TSB testing inadequate ahead of IT migration - IBM report

TSB testing inadequate ahead of IT migration - IBM report

TSB may not have carried out enough testing ahead of its notoriously botched migration to a new IT system in April, according to an early report from a team of IBM specialists brought in by the bank.

With customers locked out of accounts for days on end thanks to its disastrous switch to a new platform provided by Spanish parent Banco Sabadell, TSB brought in IBM to help it work out what went wrong.

In an initial report written as the problems still raged on 29 April, but only just released by the Treasury Select committee of MPs investigating the issue, IBM noted the complexity of the migration.

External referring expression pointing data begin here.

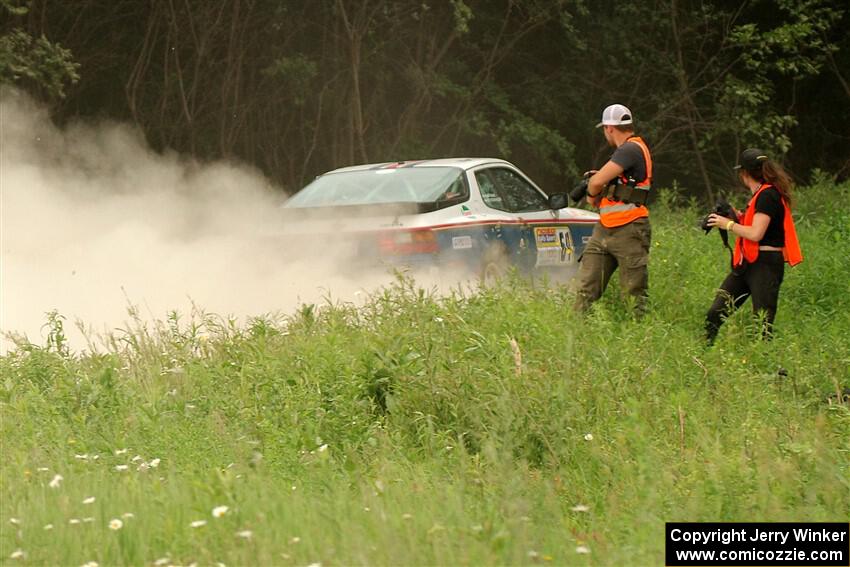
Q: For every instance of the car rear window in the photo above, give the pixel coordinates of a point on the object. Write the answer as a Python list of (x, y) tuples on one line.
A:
[(373, 186)]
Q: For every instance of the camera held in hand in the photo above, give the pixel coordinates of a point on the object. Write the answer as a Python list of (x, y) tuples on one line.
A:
[(723, 209), (579, 192)]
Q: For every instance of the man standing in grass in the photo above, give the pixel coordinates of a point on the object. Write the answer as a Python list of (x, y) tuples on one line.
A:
[(622, 237)]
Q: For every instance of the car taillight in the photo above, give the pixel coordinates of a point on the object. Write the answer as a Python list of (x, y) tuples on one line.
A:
[(408, 242)]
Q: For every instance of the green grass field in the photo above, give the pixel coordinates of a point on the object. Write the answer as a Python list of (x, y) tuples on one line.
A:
[(406, 431)]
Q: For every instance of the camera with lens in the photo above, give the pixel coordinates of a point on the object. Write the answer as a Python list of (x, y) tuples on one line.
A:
[(721, 208), (579, 192)]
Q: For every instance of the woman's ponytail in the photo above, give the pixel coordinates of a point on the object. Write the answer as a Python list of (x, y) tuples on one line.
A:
[(773, 173)]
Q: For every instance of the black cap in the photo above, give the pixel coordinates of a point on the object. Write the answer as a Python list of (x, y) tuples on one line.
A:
[(751, 159)]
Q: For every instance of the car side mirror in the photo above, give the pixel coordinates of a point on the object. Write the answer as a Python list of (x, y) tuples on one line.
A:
[(558, 201)]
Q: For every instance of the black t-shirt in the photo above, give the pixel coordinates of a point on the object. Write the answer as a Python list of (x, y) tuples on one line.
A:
[(769, 202), (629, 156)]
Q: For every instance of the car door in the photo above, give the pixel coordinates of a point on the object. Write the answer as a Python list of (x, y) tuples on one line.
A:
[(534, 235)]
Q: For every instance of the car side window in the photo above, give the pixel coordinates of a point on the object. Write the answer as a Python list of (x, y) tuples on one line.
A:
[(518, 194), (489, 194)]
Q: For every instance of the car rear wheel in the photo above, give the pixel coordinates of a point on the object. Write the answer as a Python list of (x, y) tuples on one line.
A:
[(495, 265)]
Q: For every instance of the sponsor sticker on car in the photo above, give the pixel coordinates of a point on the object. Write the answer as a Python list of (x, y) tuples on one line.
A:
[(554, 246)]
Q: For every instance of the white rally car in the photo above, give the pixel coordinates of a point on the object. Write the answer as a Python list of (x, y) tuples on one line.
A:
[(478, 214)]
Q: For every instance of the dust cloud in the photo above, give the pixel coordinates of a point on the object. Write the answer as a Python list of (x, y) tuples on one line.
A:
[(93, 221)]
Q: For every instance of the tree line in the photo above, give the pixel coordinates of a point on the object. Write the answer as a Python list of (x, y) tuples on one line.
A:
[(296, 88)]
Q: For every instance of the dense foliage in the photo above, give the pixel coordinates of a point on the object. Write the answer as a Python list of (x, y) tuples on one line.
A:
[(475, 428), (297, 88)]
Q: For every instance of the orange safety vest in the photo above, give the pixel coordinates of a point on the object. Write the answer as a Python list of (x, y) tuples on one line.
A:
[(614, 213), (749, 249)]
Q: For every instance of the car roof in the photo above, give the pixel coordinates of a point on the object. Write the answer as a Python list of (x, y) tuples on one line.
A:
[(462, 163)]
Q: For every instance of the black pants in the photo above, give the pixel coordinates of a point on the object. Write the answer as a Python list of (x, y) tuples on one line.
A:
[(761, 280)]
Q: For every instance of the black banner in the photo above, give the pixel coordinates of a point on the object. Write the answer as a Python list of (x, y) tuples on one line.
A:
[(754, 543)]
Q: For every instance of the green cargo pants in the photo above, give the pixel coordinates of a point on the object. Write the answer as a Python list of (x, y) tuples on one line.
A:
[(626, 247)]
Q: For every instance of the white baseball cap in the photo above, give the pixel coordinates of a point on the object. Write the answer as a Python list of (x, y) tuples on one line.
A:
[(615, 115)]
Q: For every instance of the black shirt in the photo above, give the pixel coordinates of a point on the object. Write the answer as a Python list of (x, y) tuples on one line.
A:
[(629, 156), (769, 202)]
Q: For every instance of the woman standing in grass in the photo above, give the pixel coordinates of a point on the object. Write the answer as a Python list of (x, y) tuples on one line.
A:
[(766, 239)]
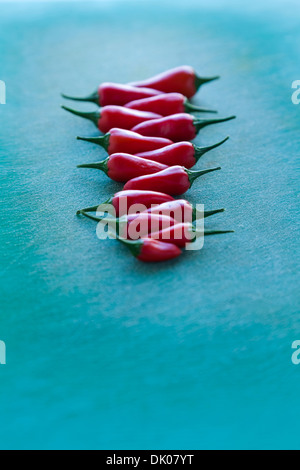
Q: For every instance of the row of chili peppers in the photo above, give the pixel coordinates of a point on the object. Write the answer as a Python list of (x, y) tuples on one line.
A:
[(147, 136)]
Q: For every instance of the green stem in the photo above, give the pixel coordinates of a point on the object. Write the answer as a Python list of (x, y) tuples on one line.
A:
[(94, 208), (96, 219), (135, 246), (194, 174), (103, 166), (206, 213), (200, 123), (94, 116), (200, 151), (190, 107), (201, 80), (93, 98), (103, 141)]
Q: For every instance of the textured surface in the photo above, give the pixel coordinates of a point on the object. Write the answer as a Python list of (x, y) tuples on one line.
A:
[(103, 351)]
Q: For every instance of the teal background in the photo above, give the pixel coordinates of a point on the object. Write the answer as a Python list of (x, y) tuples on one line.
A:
[(108, 353)]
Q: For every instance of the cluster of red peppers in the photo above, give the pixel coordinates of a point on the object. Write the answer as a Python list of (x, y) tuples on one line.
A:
[(147, 132)]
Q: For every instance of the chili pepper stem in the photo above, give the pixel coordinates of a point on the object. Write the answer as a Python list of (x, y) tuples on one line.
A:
[(94, 116), (194, 174), (103, 141), (82, 212), (200, 151), (93, 98), (206, 213), (201, 80), (200, 123), (135, 246), (192, 107), (103, 166)]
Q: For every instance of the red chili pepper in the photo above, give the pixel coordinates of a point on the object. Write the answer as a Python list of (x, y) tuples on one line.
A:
[(182, 153), (122, 167), (115, 116), (124, 200), (180, 210), (177, 127), (133, 226), (149, 250), (179, 80), (174, 180), (115, 93), (166, 104), (120, 140), (181, 234)]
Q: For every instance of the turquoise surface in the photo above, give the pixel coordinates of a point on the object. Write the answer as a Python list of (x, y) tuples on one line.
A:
[(108, 353)]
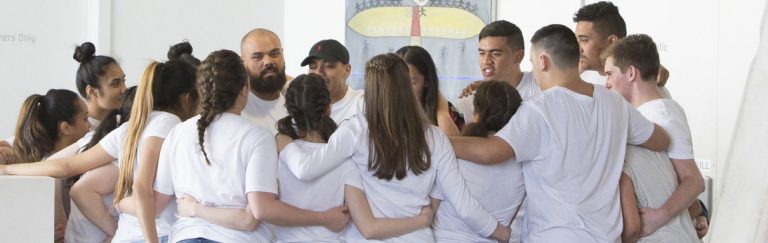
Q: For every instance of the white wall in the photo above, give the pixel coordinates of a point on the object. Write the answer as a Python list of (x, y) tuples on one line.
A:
[(43, 62), (707, 45), (24, 217), (142, 30)]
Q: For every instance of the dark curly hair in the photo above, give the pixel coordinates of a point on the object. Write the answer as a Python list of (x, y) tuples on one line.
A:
[(495, 102), (220, 78), (183, 52), (605, 18), (91, 67), (308, 102)]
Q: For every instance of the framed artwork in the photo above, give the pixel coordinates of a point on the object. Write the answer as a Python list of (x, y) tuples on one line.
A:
[(448, 29)]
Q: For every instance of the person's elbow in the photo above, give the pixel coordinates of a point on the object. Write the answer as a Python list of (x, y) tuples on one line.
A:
[(370, 233), (631, 234), (249, 223)]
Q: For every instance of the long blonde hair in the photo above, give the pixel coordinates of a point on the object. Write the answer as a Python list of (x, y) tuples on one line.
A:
[(160, 88)]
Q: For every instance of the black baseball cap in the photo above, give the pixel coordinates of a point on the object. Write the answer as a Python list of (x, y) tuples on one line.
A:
[(328, 50)]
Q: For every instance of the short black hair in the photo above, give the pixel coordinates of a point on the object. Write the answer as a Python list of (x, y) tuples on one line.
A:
[(605, 18), (503, 28), (560, 43), (636, 50)]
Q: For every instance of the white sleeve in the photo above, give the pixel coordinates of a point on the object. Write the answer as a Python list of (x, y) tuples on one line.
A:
[(681, 146), (307, 166), (465, 106), (164, 177), (352, 176), (452, 183), (640, 129), (112, 141), (526, 132), (261, 165), (161, 128)]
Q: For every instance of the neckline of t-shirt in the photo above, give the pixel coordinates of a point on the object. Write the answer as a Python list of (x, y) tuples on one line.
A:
[(660, 101), (261, 102)]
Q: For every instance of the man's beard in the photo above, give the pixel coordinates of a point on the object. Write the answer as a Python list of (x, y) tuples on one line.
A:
[(274, 83)]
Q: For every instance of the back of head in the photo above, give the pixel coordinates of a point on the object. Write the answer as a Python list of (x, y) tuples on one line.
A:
[(220, 79), (308, 103), (503, 28), (560, 43), (495, 102), (396, 125), (635, 50), (37, 128), (419, 57), (160, 88), (91, 67), (114, 119), (183, 52), (605, 18)]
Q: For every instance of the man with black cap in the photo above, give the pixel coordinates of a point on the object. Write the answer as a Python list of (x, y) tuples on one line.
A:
[(330, 60)]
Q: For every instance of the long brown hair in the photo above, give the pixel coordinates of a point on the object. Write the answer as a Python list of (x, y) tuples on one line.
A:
[(396, 124), (37, 128), (495, 102), (220, 77), (307, 101), (160, 88)]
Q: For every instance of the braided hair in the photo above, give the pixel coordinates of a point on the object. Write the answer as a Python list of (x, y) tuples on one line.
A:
[(220, 79), (495, 102), (307, 101)]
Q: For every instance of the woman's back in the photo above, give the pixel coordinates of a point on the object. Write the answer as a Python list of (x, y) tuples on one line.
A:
[(240, 153), (318, 194), (499, 188)]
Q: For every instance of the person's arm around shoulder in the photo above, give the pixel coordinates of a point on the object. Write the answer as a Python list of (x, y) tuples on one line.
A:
[(61, 168), (373, 228), (87, 195), (658, 141)]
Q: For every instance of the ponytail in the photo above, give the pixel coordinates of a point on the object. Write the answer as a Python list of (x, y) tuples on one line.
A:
[(221, 77), (140, 113), (37, 128), (29, 127)]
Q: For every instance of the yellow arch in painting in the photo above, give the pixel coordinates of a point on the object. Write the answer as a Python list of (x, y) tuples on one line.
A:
[(440, 22)]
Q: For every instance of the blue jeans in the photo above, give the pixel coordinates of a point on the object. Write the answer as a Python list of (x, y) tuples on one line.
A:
[(161, 239), (197, 240)]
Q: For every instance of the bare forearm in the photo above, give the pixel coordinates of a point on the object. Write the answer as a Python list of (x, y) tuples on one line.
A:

Yet, says the report: "Performance testing did not provide the required evidence of capacity and the lack of active-active test environments have materialised risk".

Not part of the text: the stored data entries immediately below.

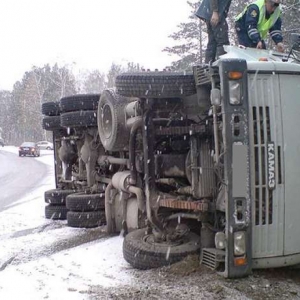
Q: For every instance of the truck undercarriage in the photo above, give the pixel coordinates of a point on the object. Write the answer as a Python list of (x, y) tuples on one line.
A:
[(179, 163)]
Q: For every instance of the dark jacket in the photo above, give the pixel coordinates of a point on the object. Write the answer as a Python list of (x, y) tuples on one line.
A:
[(248, 23), (207, 7)]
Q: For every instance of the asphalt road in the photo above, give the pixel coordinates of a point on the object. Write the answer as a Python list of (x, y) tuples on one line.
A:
[(18, 176)]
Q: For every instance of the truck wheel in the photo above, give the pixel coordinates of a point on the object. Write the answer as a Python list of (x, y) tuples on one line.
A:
[(142, 252), (55, 212), (85, 202), (57, 196), (79, 102), (86, 219), (77, 119), (50, 108), (155, 85), (112, 129), (51, 123)]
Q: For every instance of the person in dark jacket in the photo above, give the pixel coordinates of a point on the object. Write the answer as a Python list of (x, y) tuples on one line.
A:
[(214, 14), (256, 21)]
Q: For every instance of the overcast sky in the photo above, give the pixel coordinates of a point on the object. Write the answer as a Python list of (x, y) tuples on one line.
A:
[(90, 33)]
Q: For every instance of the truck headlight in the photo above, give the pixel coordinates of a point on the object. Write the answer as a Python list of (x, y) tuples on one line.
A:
[(239, 239), (220, 240), (234, 92)]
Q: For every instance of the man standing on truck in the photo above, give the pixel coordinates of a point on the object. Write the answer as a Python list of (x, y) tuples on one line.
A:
[(214, 14), (256, 20)]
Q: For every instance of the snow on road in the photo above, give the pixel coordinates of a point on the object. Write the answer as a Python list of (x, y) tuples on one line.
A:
[(33, 262)]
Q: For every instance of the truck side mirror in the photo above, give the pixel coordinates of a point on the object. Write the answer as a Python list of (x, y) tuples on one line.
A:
[(215, 96)]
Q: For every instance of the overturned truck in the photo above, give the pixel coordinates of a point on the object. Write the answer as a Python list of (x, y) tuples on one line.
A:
[(204, 163)]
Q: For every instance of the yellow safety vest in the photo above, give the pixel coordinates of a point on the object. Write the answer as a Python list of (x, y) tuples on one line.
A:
[(263, 25)]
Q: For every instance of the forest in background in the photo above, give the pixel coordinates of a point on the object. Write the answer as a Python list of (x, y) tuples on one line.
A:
[(20, 109)]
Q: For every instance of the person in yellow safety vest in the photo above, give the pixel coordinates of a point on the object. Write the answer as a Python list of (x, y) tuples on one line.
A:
[(256, 21)]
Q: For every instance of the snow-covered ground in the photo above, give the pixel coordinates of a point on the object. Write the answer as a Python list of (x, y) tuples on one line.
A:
[(43, 259), (33, 264)]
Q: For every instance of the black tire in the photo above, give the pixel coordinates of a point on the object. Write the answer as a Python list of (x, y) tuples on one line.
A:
[(57, 196), (86, 219), (51, 123), (56, 212), (112, 129), (142, 253), (155, 84), (85, 202), (79, 102), (79, 119), (50, 108)]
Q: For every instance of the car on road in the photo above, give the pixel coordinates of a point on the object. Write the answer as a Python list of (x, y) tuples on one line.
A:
[(45, 145), (29, 148)]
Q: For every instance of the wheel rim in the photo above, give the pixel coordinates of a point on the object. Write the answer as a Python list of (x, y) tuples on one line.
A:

It continues: "IBM has not seen evidence of the application of a rigorous set of go-live criteria to prove production readiness."

Three days after the report was written, TSB chief Paul Pester told the Treasury Select Committee that the migration was not rushed through to meet bonus targets.

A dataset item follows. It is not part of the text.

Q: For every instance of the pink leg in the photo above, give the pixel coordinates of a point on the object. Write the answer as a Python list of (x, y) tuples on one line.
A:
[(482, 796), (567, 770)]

The newly released report includes a note from TSB stating: "It contains a preliminary work plan with very early hypotheses, produced after just three days of engagement with TSB.

"These hypotheses were not final nor were they a validated view of what went wrong or of the actions that may or may not subsequently have been taken."

Another report into the meltdown, from law firm Slaughter & May, is currently being written.

Read the IBM report:

Download the document now 723 kb (Chrome HTML Document)

Comments: (2)

A Finextra member
A Finextra member 22 June, 2018, 17:442 likes 2 likes

I wonder how much IBM charged for stating the obvious?

A Finextra member
A Finextra member 06 July, 2018, 03:23Be the first to give this comment the thumbs up 0 likes

For concrete actions, the last page of the report is the best. Missing 2 things:

1. Which layer has the problem? For example, Microservices can end up with multiple calls to the database layer, or they can take too much processing time on the application server.

2. Take off some of the load by "manual"-ising the operations, ie: sending the traffic normally going through the internet to a (human) service center - after sorting out the routing issues to the call center and increasing people.